Wednesday, May 20, 2009

Buy Two Get Some Drivel Free

1434 by Gavin Menzies (Harper Collins) 2008
I blame Waterstone's and their wretched 3 for 2 offers. You find a book you half fancy and discover it is part of a 3 for 2 offer. You think you might as well see if there is a second book that would help make up the triptych, and - guess what - there is that illustrated history of Mongolian horse brasses that the Observer raved on about last Sunday. So all you need now is a third, and you can be really adventurous about the choice because it is what they call on Match of the Day a "free header". They seem to have a big pile of these chunky red books and they are obviously selling very well and it has diagrams, pictures and footnotes. Well, why not?

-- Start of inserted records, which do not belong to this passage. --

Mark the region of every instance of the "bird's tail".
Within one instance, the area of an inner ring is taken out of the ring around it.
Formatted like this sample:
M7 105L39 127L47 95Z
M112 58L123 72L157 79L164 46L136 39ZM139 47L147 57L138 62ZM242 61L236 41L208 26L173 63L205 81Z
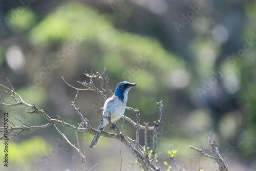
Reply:
M99 126L99 128L98 129L98 130L102 131L104 130L104 129L105 127L100 128L101 125ZM90 148L92 148L92 147L94 147L97 144L97 143L99 141L99 138L100 138L100 135L95 135L94 136L93 136L93 140L92 140L92 142L91 143L91 145L90 145Z

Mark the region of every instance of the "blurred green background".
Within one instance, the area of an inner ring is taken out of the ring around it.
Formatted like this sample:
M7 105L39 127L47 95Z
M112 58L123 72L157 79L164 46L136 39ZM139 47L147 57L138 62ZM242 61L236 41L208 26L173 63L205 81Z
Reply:
M77 125L81 121L71 106L76 91L61 76L83 88L76 81L89 80L86 70L96 73L106 68L113 91L122 81L137 84L127 105L139 109L142 123L153 125L159 119L156 102L163 100L156 164L163 170L167 169L163 161L174 166L167 153L170 144L177 149L177 164L196 170L200 154L188 145L208 153L207 137L214 134L230 170L255 170L255 3L1 1L0 83L8 86L9 78L25 101ZM0 88L2 99L11 103L5 90ZM77 101L94 128L103 104L98 94L89 91L81 91ZM1 106L0 125L5 112L17 125L15 117L30 125L47 123L26 110ZM122 124L120 119L118 126ZM58 127L77 146L72 131ZM135 138L133 126L124 121L124 129L125 136ZM78 135L82 144L83 134ZM140 136L143 144L143 131ZM152 133L148 136L152 145ZM88 168L97 163L92 170L119 169L119 141L101 137L89 149L92 136L86 137ZM79 154L54 126L23 132L9 140L9 148L8 168L2 161L1 170L79 170L81 166ZM125 146L122 152L122 170L131 170L134 158ZM203 157L200 165L207 170L218 166ZM134 167L140 170L137 164Z

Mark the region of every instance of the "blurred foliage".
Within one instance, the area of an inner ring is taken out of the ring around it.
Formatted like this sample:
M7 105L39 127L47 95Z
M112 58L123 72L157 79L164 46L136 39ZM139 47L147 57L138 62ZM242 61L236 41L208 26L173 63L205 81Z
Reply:
M4 145L3 143L0 143L1 149L4 149ZM19 166L21 170L33 169L33 166L39 162L39 157L49 153L51 147L50 143L42 137L38 136L32 137L19 143L9 141L8 166L13 169L15 166ZM3 151L1 150L0 155L3 156ZM1 164L0 168L4 169L3 165Z

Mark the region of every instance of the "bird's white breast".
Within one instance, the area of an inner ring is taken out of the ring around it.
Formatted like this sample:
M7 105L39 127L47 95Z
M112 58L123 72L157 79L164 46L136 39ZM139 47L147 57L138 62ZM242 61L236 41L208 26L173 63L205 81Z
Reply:
M127 94L124 96L124 100L121 100L118 96L113 96L106 100L103 108L109 115L109 111L111 113L111 121L115 122L119 119L123 115L125 111L127 103ZM104 112L104 111L103 111ZM103 118L102 127L105 126L109 123L105 118Z

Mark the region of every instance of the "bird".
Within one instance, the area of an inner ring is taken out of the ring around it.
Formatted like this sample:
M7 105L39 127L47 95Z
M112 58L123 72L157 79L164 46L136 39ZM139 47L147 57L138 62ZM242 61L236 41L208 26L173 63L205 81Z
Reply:
M123 81L118 84L114 95L107 99L104 103L102 117L97 130L103 131L106 125L109 123L105 117L105 113L109 116L109 112L111 114L111 122L112 122L113 125L112 127L110 127L110 130L115 127L116 127L118 130L115 125L116 122L123 116L124 113L129 90L132 87L136 85L136 83L127 81ZM118 132L119 132L119 130ZM90 146L90 148L96 146L100 137L100 135L94 135Z

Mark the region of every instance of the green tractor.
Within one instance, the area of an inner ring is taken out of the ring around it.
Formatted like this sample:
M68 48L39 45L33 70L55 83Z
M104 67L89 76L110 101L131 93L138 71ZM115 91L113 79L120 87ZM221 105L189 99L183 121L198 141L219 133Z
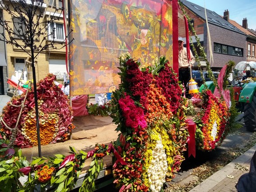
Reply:
M256 82L251 82L242 80L242 76L235 78L230 82L234 90L234 97L238 110L243 112L244 122L247 129L255 131L256 128ZM215 86L213 81L202 85L199 92L208 88L214 92Z

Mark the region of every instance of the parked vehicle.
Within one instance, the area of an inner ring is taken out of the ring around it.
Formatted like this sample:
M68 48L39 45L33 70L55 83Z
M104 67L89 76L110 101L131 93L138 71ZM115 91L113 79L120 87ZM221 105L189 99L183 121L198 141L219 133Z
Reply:
M242 80L242 76L236 77L230 82L234 90L234 97L237 101L237 106L243 112L245 125L248 131L254 132L256 128L256 82ZM208 88L213 92L215 86L212 81L203 84L199 91Z
M207 71L202 71L204 78L205 78L206 82L211 81L208 76L208 73ZM216 79L219 77L219 72L213 72L214 77ZM200 71L192 70L192 78L197 83L197 86L200 87L203 84L203 79L201 76L201 73Z

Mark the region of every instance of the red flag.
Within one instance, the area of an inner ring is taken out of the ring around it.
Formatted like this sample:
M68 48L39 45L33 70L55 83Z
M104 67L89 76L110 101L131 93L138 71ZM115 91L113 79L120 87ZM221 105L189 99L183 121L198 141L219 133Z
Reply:
M18 86L18 84L14 82L14 81L9 79L8 78L7 78L7 83L9 84L10 85L11 85L12 86L18 88L18 89L19 90L21 91L23 91L23 92L25 92L27 91L27 89L25 89L25 88L23 88L22 87L20 86Z

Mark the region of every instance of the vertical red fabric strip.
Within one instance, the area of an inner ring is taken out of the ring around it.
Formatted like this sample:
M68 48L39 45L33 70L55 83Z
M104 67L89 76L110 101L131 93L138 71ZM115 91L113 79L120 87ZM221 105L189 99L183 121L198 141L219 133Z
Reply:
M186 32L186 44L187 48L187 61L190 63L190 48L189 47L189 35L188 34L188 23L187 19L184 15L184 20L185 20L185 30Z
M178 0L172 0L173 9L173 69L178 76Z
M66 62L66 70L67 70L67 73L68 73L68 74L69 74L69 75L70 76L70 75L69 74L69 68L68 68L68 41L67 40L67 33L66 33L66 12L64 11L65 11L65 9L64 8L65 7L64 7L64 4L65 3L65 1L64 0L63 0L62 1L62 8L63 8L63 10L62 10L62 13L63 14L63 23L64 23L64 32L65 33L65 43L66 46L65 46L65 48L66 49L66 58L65 58L65 62Z

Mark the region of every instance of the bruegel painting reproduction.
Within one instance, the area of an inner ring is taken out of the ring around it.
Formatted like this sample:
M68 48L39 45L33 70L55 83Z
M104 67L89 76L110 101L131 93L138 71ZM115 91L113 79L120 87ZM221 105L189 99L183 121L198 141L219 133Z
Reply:
M161 56L172 64L171 1L71 0L70 95L106 93L118 87L119 58L141 67Z

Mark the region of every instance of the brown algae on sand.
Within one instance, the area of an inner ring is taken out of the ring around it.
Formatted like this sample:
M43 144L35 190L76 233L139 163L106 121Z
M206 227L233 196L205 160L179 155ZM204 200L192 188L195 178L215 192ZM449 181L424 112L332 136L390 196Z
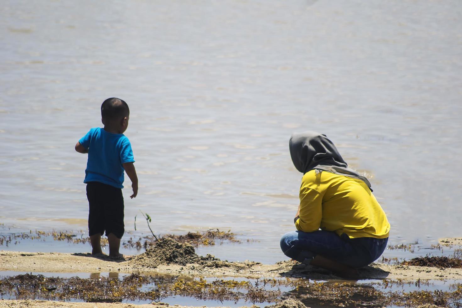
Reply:
M462 268L462 249L456 249L451 257L426 255L405 260L401 264L440 268Z
M137 273L122 279L110 277L49 278L26 274L0 279L0 293L4 298L12 299L79 300L98 302L117 302L127 300L157 302L181 296L220 302L237 302L243 300L250 303L277 303L269 306L272 308L303 308L305 305L417 307L436 304L443 307L462 307L460 284L452 285L449 291L387 291L392 284L404 284L399 280L357 284L290 278L253 281L203 278L185 280L174 276L143 276ZM281 287L289 288L292 290L283 292Z
M227 232L220 231L218 229L210 229L205 232L188 232L186 234L176 235L166 234L160 238L171 238L180 243L188 243L194 247L199 246L209 246L215 245L216 241L223 242L225 241L231 242L240 242L240 241L236 238L236 235L231 230ZM125 248L135 248L140 250L142 248L147 249L153 247L157 242L157 239L152 236L148 236L143 238L140 237L138 240L134 240L130 237L126 242L123 243Z
M168 237L160 239L153 248L134 257L130 262L135 266L152 268L170 264L184 266L197 263L208 267L230 266L228 261L221 261L210 254L206 257L199 256L190 244L179 243Z

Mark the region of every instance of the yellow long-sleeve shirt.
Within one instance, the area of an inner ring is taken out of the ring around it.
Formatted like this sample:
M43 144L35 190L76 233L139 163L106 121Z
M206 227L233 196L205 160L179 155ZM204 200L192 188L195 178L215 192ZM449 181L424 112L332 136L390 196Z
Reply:
M365 183L360 180L315 170L307 172L300 188L297 230L333 231L350 238L388 237L390 224Z

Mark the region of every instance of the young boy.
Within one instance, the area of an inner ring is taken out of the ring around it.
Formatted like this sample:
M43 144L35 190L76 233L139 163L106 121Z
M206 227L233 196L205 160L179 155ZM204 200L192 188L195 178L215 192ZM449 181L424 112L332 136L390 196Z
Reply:
M109 256L123 258L119 248L125 232L122 189L124 170L132 181L133 194L130 198L135 198L138 192L132 146L123 135L129 115L126 103L119 98L108 98L101 105L104 127L91 128L75 145L75 151L88 153L84 182L87 184L88 231L93 255L103 254L100 240L105 230Z

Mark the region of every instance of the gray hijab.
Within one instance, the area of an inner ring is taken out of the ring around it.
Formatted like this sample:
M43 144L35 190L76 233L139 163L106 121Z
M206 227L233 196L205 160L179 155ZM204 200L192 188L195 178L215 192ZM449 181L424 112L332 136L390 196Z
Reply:
M348 166L325 135L314 132L294 133L290 138L289 148L294 165L304 174L314 169L355 177L363 181L372 191L367 179Z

It is thus that I acquired a copy of 1421 by Gavin Menzies. It carries the impressive subtitle "The Year A Magnificent Chinese Fleet Sailed To Italy And Ignited The Renaissance" It is from "the international bestselling author" of "1421 : The Year China Discovered America". It is copiously illustrated and comes with a website-full of supplementary material, thirty pages of chapter notes, and a 15 page bibliography. And it is utter drivel.

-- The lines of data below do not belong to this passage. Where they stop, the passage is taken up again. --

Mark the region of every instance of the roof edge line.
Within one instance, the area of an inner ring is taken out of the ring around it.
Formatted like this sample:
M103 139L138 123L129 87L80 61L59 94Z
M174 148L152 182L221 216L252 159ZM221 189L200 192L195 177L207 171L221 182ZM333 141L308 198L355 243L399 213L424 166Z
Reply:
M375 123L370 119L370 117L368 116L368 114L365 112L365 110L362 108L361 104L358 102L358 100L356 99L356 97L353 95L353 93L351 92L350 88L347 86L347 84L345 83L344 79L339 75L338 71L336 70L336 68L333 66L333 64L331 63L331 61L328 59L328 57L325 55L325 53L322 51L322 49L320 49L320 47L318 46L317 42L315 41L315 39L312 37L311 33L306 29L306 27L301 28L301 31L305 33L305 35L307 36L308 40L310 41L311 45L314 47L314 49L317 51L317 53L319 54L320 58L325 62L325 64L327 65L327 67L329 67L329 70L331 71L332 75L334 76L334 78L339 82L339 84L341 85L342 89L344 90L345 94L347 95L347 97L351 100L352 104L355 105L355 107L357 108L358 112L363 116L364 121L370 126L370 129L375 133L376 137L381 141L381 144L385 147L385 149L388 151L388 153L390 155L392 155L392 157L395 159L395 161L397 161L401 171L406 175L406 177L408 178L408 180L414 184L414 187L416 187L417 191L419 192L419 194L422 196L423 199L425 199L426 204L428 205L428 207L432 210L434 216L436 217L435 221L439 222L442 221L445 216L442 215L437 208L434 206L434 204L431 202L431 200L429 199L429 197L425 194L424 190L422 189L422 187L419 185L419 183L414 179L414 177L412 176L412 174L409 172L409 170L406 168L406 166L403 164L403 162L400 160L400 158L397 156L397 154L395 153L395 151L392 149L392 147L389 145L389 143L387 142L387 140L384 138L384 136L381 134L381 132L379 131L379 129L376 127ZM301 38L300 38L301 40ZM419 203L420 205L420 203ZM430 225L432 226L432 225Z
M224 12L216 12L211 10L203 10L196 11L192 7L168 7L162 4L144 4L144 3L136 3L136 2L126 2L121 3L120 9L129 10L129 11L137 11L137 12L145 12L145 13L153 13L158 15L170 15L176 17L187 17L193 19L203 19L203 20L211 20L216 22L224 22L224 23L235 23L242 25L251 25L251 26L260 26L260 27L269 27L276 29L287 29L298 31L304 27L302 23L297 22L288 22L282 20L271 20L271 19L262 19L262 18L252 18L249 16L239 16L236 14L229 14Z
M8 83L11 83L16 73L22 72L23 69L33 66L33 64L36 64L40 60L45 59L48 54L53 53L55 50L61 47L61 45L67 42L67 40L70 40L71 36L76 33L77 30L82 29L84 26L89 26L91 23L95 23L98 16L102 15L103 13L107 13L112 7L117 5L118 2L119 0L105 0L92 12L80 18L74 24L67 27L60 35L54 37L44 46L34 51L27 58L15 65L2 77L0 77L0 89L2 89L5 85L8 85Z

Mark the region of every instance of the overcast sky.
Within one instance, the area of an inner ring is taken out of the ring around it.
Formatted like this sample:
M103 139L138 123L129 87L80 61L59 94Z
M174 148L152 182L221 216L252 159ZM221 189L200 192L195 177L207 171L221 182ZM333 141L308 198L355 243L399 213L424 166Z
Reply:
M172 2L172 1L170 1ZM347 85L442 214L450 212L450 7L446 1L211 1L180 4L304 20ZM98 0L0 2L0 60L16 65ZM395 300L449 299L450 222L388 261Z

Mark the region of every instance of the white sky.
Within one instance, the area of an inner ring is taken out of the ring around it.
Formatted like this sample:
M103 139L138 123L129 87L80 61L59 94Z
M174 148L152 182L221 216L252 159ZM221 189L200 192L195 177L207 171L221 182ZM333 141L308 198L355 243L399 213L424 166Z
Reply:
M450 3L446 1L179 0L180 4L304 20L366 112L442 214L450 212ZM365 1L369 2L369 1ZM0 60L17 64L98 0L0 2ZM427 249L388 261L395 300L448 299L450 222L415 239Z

You don't need to plough your way through 50 of the 370 pages, as I did, to reach this conclusion : the warning signs are there early on. It is written in a strange style which sets out a collection of loosely associated conjectures all of which are accompanied by reference to some relatively obscure text. It avoids both the development of a logical narrative and the construction of a coherent argument. The author constantly backs up claims about this largely fanciful 15th century Chinese fleet by reference to his own experiences as the captain of a Royal Navy submarine in the 1960s which seems a somewhat tenuous accreditation. It stretches even the wildest imagination by making claims that are more ridiculous than fanciful (the Chinese fleet got to Europe by sailing up an early version of the Suez Canal!). It constantly claims that there is a mass of supporting evidence on the website operated by the author and "his team of researchers".  All in all, it is a waste of time, a waste of space and a waste of a "get one free". I blame Waterstone's : not for their 3 for 2 offers, but for stocking this claptrap.